Monday July 9, 2012
Once more on our bus and prepared with many bottles of water, we headed out of Amman and to the north. Our single site for the day (which we had passed through on Day 2) was the city of Jerash. Known as Gerasa, this too was once one of the Roman cities that made up the Decapolis. Well preserved now and surrounded by the modern city, Roman Jerash had as many as 15,000-20,000 people here in at the height of the Roman era.
Surrounded by the hills of Gilead, this is fertile territory. Though not on any of the trade routes at the time, it was instead good for agriculture. It was a cosmopolitan settlement.
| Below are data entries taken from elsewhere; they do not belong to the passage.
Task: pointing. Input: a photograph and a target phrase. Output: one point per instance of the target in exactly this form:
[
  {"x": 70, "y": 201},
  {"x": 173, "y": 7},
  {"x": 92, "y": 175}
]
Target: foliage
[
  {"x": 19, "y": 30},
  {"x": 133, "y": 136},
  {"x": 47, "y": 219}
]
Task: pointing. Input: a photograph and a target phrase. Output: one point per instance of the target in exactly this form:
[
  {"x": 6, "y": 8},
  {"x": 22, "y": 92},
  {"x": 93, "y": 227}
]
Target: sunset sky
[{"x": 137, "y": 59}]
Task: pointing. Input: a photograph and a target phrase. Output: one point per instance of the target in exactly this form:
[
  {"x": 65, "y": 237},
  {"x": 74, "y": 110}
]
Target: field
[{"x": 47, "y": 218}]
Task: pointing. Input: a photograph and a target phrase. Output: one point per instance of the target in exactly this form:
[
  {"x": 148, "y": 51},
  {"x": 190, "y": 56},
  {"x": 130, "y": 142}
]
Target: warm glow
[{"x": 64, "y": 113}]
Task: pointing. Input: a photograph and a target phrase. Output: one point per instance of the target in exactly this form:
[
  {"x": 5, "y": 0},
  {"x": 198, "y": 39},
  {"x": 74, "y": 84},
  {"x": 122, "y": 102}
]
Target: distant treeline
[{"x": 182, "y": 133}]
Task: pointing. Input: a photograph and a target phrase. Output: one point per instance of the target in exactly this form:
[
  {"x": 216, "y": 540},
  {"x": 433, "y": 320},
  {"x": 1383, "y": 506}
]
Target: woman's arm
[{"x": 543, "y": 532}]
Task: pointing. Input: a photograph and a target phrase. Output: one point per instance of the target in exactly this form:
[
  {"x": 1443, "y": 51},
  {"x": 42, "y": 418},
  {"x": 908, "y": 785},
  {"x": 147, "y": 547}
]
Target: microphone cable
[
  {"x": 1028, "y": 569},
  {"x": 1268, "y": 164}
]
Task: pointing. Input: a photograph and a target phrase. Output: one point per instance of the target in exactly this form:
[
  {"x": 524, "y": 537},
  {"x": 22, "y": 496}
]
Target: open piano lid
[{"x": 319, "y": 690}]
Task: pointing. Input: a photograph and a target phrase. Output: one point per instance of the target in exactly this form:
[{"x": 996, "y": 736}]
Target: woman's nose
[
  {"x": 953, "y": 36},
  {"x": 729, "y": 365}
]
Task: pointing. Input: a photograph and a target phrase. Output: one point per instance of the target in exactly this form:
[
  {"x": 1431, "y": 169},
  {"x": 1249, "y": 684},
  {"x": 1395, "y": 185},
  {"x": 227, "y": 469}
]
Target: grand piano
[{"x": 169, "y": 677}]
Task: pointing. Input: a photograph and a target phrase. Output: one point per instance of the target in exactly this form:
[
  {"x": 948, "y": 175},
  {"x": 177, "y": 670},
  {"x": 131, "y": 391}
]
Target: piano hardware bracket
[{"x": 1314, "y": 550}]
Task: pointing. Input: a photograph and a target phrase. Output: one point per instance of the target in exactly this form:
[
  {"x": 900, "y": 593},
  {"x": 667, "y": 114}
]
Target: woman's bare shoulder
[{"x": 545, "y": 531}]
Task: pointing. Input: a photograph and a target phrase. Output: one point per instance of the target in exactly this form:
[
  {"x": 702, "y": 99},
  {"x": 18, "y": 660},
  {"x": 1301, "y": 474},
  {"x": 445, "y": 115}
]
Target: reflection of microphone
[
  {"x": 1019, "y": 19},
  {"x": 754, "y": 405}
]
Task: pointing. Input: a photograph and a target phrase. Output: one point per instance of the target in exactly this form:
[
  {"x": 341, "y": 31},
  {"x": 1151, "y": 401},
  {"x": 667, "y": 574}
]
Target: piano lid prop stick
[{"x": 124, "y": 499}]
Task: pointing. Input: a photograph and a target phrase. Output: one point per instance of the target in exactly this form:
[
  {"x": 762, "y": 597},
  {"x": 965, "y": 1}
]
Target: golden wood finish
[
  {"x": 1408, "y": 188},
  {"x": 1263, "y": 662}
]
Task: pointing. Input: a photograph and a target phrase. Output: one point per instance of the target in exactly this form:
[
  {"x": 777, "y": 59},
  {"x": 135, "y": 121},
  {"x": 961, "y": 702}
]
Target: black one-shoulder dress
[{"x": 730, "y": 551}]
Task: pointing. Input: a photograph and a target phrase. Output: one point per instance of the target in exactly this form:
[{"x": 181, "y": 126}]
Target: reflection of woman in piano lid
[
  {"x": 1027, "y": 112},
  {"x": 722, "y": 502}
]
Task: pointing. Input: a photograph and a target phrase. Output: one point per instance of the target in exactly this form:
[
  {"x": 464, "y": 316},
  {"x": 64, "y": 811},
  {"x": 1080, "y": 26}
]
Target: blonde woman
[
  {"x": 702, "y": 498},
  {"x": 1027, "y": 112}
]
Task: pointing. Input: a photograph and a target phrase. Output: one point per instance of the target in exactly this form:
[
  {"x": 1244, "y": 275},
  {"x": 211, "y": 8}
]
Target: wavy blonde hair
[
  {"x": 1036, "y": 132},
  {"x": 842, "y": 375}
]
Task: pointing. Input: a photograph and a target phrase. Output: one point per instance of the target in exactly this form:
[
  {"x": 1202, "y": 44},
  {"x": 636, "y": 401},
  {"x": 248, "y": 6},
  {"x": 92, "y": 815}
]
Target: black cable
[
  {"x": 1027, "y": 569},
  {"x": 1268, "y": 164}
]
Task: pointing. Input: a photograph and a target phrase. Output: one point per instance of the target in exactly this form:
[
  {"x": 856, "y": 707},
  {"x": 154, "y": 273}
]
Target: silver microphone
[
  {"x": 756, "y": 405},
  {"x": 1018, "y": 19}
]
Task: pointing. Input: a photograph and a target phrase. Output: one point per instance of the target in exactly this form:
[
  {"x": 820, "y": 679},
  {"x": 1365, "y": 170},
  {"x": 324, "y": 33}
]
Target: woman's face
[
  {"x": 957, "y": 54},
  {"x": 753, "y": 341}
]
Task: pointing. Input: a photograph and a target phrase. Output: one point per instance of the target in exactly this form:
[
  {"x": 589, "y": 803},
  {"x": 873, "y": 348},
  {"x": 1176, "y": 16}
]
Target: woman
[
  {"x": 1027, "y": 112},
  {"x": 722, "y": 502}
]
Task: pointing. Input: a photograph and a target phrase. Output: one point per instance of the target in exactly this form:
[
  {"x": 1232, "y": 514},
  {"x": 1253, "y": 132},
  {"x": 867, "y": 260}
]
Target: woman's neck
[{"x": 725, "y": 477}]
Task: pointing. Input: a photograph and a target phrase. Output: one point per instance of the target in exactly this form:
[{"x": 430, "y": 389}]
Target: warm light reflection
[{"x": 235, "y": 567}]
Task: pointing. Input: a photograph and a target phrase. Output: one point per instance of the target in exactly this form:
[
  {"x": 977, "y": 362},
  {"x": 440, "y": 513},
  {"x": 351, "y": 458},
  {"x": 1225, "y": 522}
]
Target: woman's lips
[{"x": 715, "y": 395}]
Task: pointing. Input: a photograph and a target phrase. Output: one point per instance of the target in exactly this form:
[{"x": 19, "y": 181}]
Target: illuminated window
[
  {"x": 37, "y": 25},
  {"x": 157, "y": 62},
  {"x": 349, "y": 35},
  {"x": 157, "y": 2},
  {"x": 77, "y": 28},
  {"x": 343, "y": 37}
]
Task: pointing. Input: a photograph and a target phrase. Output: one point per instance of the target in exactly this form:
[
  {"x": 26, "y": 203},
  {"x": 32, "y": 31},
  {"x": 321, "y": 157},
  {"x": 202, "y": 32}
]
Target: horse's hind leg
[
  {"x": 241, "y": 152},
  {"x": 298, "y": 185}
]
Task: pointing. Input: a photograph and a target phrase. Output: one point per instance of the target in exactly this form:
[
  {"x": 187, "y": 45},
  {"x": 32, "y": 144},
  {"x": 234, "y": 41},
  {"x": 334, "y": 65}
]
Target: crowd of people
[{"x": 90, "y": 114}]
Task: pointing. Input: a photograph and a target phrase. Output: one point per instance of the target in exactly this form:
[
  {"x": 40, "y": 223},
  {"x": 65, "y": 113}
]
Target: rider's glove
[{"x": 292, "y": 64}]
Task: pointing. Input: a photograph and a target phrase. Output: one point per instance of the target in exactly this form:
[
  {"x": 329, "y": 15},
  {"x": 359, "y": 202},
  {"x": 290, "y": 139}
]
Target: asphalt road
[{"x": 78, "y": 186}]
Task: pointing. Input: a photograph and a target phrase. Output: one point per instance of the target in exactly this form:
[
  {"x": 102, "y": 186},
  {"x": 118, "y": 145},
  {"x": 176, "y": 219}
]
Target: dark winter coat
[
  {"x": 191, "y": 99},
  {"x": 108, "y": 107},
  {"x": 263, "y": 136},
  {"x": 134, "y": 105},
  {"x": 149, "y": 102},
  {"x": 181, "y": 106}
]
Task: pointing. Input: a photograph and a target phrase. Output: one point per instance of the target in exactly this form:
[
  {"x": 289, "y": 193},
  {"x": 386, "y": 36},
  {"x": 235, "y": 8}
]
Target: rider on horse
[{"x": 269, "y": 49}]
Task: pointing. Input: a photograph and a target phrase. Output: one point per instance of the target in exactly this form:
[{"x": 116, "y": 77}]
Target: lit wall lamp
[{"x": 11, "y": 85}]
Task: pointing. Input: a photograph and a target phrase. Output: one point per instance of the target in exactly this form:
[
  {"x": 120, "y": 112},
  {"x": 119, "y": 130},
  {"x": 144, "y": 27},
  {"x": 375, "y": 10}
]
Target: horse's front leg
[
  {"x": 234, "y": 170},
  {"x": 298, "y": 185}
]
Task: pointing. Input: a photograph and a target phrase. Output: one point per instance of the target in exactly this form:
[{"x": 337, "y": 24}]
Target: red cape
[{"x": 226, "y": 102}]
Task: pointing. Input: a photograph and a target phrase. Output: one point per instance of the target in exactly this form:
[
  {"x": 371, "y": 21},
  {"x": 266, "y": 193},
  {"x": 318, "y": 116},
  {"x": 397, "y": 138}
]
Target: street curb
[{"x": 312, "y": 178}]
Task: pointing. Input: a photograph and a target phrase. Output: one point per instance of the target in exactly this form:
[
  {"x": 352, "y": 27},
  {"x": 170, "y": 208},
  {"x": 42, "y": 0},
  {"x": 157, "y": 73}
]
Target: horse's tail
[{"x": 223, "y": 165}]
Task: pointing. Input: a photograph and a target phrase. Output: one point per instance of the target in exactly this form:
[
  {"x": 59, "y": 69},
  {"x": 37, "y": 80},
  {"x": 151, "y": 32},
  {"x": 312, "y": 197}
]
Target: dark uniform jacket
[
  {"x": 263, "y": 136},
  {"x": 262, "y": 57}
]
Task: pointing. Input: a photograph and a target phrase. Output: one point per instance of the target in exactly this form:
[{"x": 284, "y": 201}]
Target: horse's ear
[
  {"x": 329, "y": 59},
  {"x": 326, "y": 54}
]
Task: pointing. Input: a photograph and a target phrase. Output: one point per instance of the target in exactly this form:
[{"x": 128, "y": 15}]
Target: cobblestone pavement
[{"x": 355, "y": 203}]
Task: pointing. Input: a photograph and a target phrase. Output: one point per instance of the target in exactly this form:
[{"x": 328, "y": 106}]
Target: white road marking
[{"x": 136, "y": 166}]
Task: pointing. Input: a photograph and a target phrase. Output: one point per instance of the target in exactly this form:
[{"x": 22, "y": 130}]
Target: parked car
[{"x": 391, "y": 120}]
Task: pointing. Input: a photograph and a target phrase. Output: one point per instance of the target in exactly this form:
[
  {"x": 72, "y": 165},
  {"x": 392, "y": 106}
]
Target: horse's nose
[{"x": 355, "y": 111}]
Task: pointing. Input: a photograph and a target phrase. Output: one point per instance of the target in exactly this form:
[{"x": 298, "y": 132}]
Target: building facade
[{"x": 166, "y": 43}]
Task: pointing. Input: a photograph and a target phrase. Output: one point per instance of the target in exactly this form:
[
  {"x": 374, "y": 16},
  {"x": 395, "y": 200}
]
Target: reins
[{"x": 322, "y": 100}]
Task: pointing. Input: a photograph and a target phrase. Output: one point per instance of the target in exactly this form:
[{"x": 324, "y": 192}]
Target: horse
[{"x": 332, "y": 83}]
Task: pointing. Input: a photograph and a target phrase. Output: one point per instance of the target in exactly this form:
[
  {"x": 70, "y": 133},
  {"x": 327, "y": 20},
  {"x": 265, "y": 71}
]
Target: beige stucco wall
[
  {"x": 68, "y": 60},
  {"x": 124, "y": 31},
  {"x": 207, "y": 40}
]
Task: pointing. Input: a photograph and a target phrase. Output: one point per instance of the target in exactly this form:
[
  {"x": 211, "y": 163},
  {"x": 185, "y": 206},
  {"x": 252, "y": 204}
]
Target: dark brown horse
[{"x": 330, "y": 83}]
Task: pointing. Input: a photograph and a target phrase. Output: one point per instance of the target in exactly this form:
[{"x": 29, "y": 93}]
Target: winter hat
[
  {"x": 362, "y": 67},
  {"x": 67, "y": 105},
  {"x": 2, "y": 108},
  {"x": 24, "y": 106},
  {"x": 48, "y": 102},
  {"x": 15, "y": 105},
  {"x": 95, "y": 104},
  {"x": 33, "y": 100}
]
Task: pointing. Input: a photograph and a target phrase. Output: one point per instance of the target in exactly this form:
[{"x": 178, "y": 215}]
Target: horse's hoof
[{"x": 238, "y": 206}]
Even now it is possible to walk the area from the entrance through triumphal arches and by the area of the market, the Agora, past the hippodrome and into the walled city itself, with a theatre, baths, housing, and temples.
Jerash peaked in the 3rd century C.E. After its decline, Christianity was the main religion. In 747 C.E. and earthquake devastated the area. After the earthquake, it was basically deserted until the Circassians of Russia settled here in 1878.
The site is immense in its scope, and in very good shape.
We saw a chariot race and a show with actors portraying Roman soldiers. While music from the movie Gladiator played over loudspeakers, a narrator explained to us what the Roman soldier wore and how the soldiers lived and fought. It was a little touristy (ok, a lot touristy) but fun. And it was in the real hippodrome, not a reproduction. Can’t beat that!
We wandered the site again after the races – or, as in my case, shopped in the various markets on the way back to the bus. Surviving the onslaught of sales pitches is another kind of battle, albeit a modern one. I escaped after spending a number of Jordanian dinars and taking as my battle booty some books (what do you expect for a retired academic?), some small paintings, a shawl, a red and white scarf and a white scarf.
Back on the bus and headed to our hotel in Amman, we talked and drank water, anticipating once more the comfort of our hotel rooms and showers.
By the time I was clean and relaxing with a drink in the downstairs dining area, my calves were telling me I’d been doing not only a lot of walking, but some uphill hiking as well (not much, but I’m not used to uphill in Louisiana).
By now it was clear: I needed to read a lot more about the Nabateans, who have clearly been significant in Jordan’s past. More on them later!